A Clinton administration plan to boost by $600 million the federal share of the cost of replacing the Woodrow Wilson Bridge struck an obstacle yesterday, as a key House Transportation subcommittee chairman announced his opposition.
At the same time, other area senators reined in an effort by Sen. Charles S. Robb (D-Va.) to submit the administration measure immediately, citing the need to build broad-based support and to allow state transportation officials to review the proposal.
The developments dashed the hopes of supporters that a consensus could be reached quickly on funding the new Potomac River crossing -- estimated to cost $2 billion, of which the federal government already has committed $900 million.
A letter by Rep. Thomas E. Petri (R-Wis.) to U.S. Transportation Secretary Rodney E. Slater suggested that much wrangling lies ahead. Petri, chairman of the ground transportation subcommittee, said yesterday that the Wilson Bridge replacement was "no different than the dozens of major interstate projects around the country that states are struggling to finance."
"The federal government has already done its part. It is now time for Maryland, Virginia and the District of Columbia to do theirs," Petri said. "I will therefore oppose any attempts in Congress to provide additional financial assistance targeted solely for the Woodrow Wilson Bridge Project."
Petri said the states have identified only $300 million as their share, or less than 16 percent of the total. He said the three jurisdictions will receive $7 billion in federal transportation aid over six years, money that could be used for the bridge and related projects.
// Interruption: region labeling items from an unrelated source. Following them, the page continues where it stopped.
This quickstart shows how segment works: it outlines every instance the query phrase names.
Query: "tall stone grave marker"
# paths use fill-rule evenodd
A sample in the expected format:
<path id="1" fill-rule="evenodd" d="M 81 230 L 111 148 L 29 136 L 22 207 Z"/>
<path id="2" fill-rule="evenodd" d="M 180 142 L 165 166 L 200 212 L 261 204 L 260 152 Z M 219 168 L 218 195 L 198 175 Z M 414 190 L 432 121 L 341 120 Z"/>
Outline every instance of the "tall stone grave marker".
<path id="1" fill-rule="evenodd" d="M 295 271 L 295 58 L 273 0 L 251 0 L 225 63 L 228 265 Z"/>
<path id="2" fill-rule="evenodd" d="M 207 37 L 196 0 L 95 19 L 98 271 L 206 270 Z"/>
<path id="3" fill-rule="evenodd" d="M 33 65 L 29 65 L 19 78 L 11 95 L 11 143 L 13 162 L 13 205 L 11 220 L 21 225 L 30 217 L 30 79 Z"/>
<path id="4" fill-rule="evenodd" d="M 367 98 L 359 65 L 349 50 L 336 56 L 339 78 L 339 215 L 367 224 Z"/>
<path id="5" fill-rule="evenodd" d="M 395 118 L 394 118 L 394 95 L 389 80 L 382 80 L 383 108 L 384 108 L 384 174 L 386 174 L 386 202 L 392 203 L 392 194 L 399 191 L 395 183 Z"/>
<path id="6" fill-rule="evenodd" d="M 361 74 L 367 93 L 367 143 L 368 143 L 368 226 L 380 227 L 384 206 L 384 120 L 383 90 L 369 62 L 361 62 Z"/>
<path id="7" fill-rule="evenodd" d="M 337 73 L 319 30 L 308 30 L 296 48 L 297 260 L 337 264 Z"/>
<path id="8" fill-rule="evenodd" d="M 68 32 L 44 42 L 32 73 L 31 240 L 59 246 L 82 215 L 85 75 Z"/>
Separately, Robb aides told regional colleagues that he planned to include the $600 million funding measure in a Senate bill this week, but he pulled back yesterday at their request.
The administration plan would augment the federal contribution by $150 million a year for four years starting in 2004, when the federal highway program ends. The states would pay the balance.
A spokesman for Sen. John W. Warner (Va.), the region's sole Republican senator, said more groundwork was needed to ensure bipartisan support in Congress.
"The senator has been very specific about the fact we need to see commitments from the states about their finances for this bridge. There are a couple things that need to be worked on together," Warner spokesman Carter Cornick said.
Sen. Barbara A. Mikulski (D-Md.) said the Maryland and Virginia transportation departments also must review the proposal.
Yesterday, a Robb spokesman said Petri's argument was mistaken.
"The Woodrow Wilson Bridge is unique. . . . It is the only bridge owned by the federal government in the whole interstate highway system," spokesman John DiBiase said. "The delegation will not be deterred from acting."